Yawning Portal is intended for any setting and not "officially set in Forgotten Realms". They have Eberron, Greyhawk, Dragonlance, and Forgotten Realms guidelines. This includes moving Dead in Thay over from Forgotten Realms. He also says, "Even though we don't have an official Greyhawk yet..." which made me smile that he used the word "yet" though he didn't place any emphasis on it. He mentions they are looking at all the settings, and they are aware people like the classic settings and want them brought back.

It's interesting what settings guidelines were included. Between that and the 'settings' sidebar on dmsguild, it gives you an idea of what settings they have on their minds.
 

jimmytheccomic

First Post
I guess there is an advantage in offering more of a variety of stuff- a player jumping into the game now has an embarrassment of riches, if he or she is looking for a campaign book.
 


I guess there is an advantage in offering more of a variety of stuff- a player jumping into the game now has an embarrassment of riches, if he or she is looking for a campaign book.

This is a good point. I have it in my mind that they wanted to keep things simple for the buyer - walk into store, get core books + one campaign book, leave - but too many campaign books might start to undermine that. However, if they stop doing campaign books, then groups who follow them along (which the release schedule encourages) might start to run out of content.
 

I want to get the Yawning Portal book, but I doubt that I'll shell out fifty bucks for it. What's wrong with paperbacks?
They're not *that* much cheaper at that size, and binding tends to go much quicker. Having run a few softcover large adventure they look beat to hell after just light use.
 

It's a good interview and worth listening to. But you can start at the 13 minute mark for the specific information, and in particularly at 14.30 he gets to talking about not doing two full campaign books a year. Picks up again at 17 minute briefly as well.
I'll probably listen to the whole thing, but wanted to get to the interesting discussion. For context so I could reply here.
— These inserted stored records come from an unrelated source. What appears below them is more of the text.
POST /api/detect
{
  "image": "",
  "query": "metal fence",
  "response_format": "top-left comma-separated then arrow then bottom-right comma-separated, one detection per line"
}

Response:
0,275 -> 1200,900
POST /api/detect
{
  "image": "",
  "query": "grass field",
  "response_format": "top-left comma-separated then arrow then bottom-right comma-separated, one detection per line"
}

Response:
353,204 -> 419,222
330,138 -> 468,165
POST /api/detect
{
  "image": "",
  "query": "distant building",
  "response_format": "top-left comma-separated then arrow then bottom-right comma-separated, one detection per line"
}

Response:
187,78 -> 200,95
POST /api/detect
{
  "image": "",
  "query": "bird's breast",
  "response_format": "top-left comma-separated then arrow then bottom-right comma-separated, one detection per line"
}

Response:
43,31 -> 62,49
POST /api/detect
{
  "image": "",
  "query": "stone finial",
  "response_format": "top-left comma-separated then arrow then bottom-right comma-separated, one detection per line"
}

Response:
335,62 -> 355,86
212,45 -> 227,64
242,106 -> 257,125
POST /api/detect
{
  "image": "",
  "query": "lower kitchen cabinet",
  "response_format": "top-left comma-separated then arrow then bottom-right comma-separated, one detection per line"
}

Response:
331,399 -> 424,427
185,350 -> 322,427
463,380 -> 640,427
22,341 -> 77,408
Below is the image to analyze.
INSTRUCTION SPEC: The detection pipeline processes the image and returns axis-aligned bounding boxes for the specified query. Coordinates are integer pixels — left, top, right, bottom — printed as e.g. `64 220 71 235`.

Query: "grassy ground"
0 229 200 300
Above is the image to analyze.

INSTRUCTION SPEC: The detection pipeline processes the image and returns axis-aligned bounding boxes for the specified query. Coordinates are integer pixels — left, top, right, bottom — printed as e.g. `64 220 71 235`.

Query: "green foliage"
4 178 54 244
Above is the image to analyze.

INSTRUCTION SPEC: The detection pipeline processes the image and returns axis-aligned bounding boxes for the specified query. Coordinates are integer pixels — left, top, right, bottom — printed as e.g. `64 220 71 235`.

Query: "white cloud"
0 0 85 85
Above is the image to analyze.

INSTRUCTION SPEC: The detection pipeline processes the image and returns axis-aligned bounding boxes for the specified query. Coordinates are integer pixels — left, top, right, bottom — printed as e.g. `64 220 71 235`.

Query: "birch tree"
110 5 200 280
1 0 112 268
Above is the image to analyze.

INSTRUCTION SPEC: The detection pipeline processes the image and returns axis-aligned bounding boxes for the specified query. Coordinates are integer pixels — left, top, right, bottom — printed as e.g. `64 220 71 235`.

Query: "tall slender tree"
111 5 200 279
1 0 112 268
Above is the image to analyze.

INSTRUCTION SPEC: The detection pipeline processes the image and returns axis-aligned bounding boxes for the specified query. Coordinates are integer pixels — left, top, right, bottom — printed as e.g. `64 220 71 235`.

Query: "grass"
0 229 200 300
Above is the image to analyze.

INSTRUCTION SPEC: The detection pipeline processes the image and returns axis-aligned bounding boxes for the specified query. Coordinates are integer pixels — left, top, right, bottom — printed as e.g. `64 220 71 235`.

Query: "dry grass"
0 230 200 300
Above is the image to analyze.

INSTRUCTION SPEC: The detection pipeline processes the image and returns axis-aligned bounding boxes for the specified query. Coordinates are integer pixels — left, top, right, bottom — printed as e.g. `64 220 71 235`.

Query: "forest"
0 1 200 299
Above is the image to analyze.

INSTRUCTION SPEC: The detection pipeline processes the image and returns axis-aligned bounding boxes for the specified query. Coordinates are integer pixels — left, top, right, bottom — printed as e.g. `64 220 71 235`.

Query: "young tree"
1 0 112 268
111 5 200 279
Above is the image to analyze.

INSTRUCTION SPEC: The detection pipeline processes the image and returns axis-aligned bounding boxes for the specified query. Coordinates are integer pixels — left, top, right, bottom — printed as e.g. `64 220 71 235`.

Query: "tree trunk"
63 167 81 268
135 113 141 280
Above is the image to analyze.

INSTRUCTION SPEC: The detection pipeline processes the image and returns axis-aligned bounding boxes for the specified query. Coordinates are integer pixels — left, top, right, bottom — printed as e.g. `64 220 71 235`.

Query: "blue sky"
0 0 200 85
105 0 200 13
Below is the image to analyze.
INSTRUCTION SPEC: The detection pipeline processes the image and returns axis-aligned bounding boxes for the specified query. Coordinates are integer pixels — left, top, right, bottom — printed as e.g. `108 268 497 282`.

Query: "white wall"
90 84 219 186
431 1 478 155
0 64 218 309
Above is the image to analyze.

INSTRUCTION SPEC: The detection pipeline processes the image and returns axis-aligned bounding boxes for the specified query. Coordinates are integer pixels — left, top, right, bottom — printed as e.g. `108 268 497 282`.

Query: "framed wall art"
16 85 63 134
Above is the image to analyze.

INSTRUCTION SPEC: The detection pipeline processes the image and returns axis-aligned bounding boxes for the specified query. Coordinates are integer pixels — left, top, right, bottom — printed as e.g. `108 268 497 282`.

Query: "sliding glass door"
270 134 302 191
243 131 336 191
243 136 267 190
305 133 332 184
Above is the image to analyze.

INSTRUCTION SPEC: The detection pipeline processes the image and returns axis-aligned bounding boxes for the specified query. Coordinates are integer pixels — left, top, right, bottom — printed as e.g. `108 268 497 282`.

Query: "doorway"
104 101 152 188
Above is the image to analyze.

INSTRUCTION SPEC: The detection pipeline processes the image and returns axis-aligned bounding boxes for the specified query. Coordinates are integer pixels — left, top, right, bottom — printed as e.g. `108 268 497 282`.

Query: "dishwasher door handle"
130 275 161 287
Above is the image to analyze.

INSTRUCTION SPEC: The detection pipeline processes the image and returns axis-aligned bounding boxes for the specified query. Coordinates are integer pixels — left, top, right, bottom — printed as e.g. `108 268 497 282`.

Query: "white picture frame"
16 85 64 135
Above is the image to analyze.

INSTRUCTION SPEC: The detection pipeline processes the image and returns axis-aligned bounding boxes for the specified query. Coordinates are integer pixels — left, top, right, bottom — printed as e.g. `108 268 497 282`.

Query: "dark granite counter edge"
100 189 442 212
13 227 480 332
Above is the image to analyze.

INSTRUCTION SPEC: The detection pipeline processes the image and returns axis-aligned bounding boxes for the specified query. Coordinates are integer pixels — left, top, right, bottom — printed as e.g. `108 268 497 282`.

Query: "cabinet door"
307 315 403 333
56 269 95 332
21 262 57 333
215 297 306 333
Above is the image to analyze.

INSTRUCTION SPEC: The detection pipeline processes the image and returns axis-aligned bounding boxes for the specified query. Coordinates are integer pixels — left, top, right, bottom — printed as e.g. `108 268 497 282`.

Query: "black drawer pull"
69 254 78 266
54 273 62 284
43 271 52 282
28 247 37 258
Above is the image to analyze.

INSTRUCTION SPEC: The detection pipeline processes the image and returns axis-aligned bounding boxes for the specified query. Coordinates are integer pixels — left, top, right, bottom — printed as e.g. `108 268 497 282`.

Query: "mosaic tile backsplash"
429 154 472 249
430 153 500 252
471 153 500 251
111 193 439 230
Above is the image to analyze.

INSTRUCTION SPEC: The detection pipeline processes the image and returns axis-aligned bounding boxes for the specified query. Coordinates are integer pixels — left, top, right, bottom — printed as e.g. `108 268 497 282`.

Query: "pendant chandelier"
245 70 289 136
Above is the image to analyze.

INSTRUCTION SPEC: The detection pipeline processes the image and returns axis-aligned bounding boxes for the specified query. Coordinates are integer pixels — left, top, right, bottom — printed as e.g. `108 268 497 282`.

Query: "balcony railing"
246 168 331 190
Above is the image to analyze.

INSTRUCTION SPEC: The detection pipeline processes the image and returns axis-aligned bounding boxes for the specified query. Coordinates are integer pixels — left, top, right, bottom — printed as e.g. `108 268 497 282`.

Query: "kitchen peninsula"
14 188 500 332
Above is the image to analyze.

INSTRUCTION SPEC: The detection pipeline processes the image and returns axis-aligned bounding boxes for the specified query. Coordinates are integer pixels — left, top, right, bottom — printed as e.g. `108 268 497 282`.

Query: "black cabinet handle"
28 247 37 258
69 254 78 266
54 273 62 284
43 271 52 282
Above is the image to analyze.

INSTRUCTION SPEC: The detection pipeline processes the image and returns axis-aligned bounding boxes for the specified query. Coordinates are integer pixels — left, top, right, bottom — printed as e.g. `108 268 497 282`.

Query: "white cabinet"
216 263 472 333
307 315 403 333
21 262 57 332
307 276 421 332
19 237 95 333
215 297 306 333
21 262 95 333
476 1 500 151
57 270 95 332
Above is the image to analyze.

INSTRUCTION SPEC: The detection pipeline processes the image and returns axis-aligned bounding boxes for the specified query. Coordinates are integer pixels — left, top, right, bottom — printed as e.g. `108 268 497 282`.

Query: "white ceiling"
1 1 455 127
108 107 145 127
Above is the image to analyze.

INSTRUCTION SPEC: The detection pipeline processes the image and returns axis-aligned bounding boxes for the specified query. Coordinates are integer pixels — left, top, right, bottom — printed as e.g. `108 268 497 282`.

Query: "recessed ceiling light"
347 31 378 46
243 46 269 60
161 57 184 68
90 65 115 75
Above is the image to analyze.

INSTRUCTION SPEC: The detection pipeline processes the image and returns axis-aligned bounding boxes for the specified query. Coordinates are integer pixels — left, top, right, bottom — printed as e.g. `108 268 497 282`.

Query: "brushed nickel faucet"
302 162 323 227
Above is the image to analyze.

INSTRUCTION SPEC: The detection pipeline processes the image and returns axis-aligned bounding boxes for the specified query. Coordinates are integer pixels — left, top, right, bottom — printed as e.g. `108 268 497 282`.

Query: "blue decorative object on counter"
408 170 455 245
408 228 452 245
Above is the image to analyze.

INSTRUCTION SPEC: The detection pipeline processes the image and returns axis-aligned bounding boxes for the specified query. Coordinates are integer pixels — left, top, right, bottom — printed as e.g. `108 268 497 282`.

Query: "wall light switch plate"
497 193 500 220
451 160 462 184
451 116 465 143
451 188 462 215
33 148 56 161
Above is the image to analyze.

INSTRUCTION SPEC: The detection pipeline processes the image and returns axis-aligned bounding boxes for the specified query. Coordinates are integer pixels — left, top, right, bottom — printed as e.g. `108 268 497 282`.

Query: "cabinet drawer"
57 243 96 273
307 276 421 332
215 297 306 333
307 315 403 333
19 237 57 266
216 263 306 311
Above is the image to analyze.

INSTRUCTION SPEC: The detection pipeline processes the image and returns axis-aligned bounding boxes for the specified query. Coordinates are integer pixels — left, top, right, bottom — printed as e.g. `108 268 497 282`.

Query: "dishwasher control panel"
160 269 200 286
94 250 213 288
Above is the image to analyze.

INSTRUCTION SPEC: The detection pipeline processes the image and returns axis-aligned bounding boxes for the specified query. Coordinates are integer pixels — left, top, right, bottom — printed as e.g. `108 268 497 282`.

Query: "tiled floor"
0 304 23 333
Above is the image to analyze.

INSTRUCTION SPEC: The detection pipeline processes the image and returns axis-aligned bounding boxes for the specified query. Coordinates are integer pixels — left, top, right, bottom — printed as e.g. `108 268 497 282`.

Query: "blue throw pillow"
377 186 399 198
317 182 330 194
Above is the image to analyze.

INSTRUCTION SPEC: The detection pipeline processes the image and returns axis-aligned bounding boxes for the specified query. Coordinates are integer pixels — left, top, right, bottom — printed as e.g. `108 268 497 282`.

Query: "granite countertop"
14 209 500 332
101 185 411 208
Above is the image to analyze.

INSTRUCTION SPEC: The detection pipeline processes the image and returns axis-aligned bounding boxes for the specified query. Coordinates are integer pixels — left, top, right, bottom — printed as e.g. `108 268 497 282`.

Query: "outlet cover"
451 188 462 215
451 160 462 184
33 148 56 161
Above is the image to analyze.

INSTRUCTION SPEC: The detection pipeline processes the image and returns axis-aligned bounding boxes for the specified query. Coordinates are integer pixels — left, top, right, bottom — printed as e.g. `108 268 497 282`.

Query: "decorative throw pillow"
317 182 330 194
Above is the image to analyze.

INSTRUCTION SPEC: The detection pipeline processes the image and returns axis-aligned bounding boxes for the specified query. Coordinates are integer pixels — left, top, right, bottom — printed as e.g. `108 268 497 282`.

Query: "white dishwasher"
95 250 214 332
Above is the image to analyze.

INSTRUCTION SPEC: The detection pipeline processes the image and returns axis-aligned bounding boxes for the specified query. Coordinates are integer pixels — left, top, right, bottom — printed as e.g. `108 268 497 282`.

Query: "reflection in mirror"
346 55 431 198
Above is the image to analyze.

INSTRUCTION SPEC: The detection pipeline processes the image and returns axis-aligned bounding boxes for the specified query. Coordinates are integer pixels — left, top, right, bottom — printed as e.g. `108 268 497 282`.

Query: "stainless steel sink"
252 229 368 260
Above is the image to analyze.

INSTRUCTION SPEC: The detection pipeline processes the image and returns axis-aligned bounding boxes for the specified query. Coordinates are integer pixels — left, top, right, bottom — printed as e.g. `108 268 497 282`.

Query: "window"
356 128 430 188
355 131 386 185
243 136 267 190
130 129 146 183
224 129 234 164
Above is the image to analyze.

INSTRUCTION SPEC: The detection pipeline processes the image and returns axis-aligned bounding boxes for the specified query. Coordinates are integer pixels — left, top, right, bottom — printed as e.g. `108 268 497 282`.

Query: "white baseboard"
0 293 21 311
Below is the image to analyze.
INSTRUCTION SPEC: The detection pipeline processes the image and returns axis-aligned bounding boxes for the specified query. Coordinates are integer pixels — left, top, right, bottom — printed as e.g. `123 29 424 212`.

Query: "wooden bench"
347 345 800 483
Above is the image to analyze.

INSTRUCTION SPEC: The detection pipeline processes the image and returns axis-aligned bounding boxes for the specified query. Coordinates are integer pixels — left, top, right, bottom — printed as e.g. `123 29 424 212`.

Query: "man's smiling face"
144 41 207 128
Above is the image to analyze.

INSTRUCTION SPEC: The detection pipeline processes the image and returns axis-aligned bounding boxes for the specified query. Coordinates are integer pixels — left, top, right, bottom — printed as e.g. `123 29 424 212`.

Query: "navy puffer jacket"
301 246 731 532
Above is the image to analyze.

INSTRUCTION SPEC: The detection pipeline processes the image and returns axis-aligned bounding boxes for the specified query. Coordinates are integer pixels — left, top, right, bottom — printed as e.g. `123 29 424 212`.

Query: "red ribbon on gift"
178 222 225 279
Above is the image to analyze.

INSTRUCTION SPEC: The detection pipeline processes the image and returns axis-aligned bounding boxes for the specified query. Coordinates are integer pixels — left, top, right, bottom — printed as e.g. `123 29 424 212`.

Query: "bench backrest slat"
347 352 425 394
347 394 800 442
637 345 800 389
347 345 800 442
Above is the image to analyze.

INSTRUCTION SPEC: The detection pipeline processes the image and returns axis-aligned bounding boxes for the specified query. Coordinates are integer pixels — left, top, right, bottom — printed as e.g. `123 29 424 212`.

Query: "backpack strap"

It does sound like they may not being doing the 1-10+ adventures. That means they might be going to 10-20 for a couple, or a bunch of modular adventures (like Dungeon Delves) or other products like a campaign setting or splatbooks...
For the sake of the Adventurer's League and the established audience that runs the storylines, they need one big level 1-15 adventure each year. But the spring product can get more experimental. Like a bunch of unconnected dungeons.

It makes sense. Not everyone gets through a storyline every six months. They can take a good year. And as new players come in, they have more of a back catalogue. So new ones aren't competing with other RPGs but with everything published prior.
(I've mused on this with Pathfinder, which has far more APs yet most people have only played a half-dozen.)
The gaming business is tricky, as you don't need perpetual releases of anything. You need a book of classes, a book of magic items, a book of races, maybe a couple monster books, etc. It's not perpetual, and after a while you're better off just stopping. A finite number of books.
 



aco175

Legend
I would like to see disposable modules on newsprint or like a magazine. It would make it feel ok to write all over them and use them how you like. It is most likely not a good business model though.